Uno de los huéspedes más notorios del hotel fue el abogado personal de Trump, Rudy Giuliani. Giuliani se sentaba en una mesa en el nivel inferior del restaurante y se quedaba todo el día. A menudo trabajaba desde su puesto, por lo que hizo que el personal hiciera una placa con el nombre que decía: ‘OFICINA PRIVADA DE RUDOLPH W. GIULIANI’ y tenía que colocarla sobre la mesa cada vez que él estaba allí. «El mayor dolor en mi trasero fue Giuliani», dijo a la revista un exgerente del hotel.
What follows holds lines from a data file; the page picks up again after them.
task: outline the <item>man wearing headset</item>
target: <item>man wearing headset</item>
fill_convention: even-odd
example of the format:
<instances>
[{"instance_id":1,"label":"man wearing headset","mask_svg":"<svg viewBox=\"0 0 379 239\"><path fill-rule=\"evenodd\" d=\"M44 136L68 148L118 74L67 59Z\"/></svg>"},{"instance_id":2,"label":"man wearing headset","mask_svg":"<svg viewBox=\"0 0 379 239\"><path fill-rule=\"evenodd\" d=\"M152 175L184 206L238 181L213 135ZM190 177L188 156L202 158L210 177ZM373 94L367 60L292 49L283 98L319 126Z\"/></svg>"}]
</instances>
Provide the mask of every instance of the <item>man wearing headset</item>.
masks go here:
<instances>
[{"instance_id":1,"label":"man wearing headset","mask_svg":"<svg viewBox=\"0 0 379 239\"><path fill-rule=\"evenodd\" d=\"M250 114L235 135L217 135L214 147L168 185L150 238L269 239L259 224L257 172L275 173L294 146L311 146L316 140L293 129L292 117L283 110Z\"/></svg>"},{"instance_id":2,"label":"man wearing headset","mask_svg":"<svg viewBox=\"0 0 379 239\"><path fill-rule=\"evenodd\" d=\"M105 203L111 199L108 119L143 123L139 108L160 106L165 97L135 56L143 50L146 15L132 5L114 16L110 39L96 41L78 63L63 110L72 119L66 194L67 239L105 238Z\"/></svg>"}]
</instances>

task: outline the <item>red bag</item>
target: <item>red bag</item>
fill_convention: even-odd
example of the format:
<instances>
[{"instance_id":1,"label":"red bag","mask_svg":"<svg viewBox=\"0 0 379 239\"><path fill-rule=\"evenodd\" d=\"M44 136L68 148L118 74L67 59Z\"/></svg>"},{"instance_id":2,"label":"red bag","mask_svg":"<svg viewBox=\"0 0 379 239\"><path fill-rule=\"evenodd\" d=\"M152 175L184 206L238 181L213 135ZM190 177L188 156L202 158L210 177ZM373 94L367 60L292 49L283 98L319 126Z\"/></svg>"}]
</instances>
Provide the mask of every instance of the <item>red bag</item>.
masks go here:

El personal agregó que, en su mayor parte, los hijos de Trump eran discretos y educados. Un ex miembro del personal compartió una historia sobre Ivanka Trump que decía que una vez apareció con pantalones de yoga y solo pidió una margarita.

“Simplemente entraron, hicieron lo suyo y se fueron”, dijo la exgerente general adjunta Alyssa O’Clock de los niños Trump. ‘Ivanka se sentaba de espaldas al resto del comedor. En realidad, no quería que la vieran allí, necesariamente. Tiffany aparecía ocasionalmente mientras asistía a la facultad de derecho de Georgetown. El personal dice que a menudo hacía reservas y luego no aparecía.